Broadcast quality live video from your Mac with mimoLive
Last week I offered easy and inexpensive tips for making your streaming video look and sound more professional for meetings and other business, and more fun for keeping in touch with friends and relatives.
This week I want to take it to the next level and show you how your Mac can produce broadcast-quality streaming video with multiple input sources (cameras, videos, your desktop, etc.), beautiful transitions and fades, scrolling credits, titles, lower-thirds, onscreen crawls, and more.
All you need to turn your Mac into a live video production powerhouse is Boinx Software’s mimoLive, one of my favorite apps of all time. According to
Boinx, it’s “designed to make professional broadcast tools accessible for everyone.”
MimoLive (“mimo”
stands for Multiple Inputs/ Multiple Outputs) does all that and more and does it better than any other Mac app I know of regardless of price.
MimoLive is relatively easy to learn and comes with nearly 100 ready-to-use templates called “layers,” such as Picture-in-Picture, Lower Third, Breaking
News Crawl, Scrolling Credits, Live Video, Facebook Reactions, and many more.
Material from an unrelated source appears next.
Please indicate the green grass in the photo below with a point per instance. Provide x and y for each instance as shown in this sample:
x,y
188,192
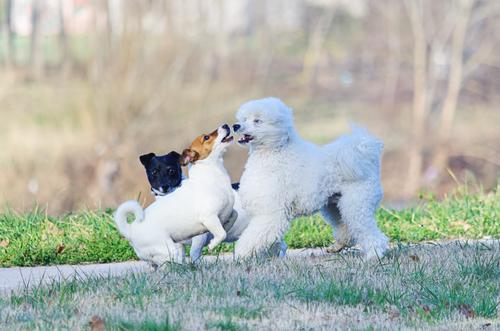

Layers make it easy to put whatever you want — text, graphics, live or recorded video, your Mac screen, and such — wherever you want it on the screen. And they’re easy to use, with myriad pop-up menus filled with pre-made effects and pixel-level control over positioning.
You control everything on the screen and where on the screen it appears during your broadcast. Want your picture-in-picture bigger and nearer the top of the screen? No problem. Want to edit the text in your onscreen news crawl while you’re on the air? That’s a breeze, too. Want viewers to see Facebook reactions to your live video in real-time? Just add a Facebook Reactions layer.
MimoCam ($4.99) lets you use almost any iDevice as a source in mimoLive. This not only saves you from buying additional video cameras or webcams, but the quality of video shot using most iDevices will be more than sufficient for most productions.
Another cool feature is the ability to send the same stream to multiple destinations. So, for example, you could broadcast a Zoom meeting on Facebook Live and/or YouTube or other destinations in realtime.That’s pretty sweet.
Now for the bad news — mimoLive isn’t cheap. Although there’s a 14-day free trial, after that, you’ll need a subscription for $20 a month for educational and nonprofit use; $70 a month for commercial use; or
$200 a month for mass media broadcasts.
One last thing: Boinx also offers a free app for iDevices called mimoLive Reporter, which lets you layer text, scrolling banners, still images, and more onto your live stream.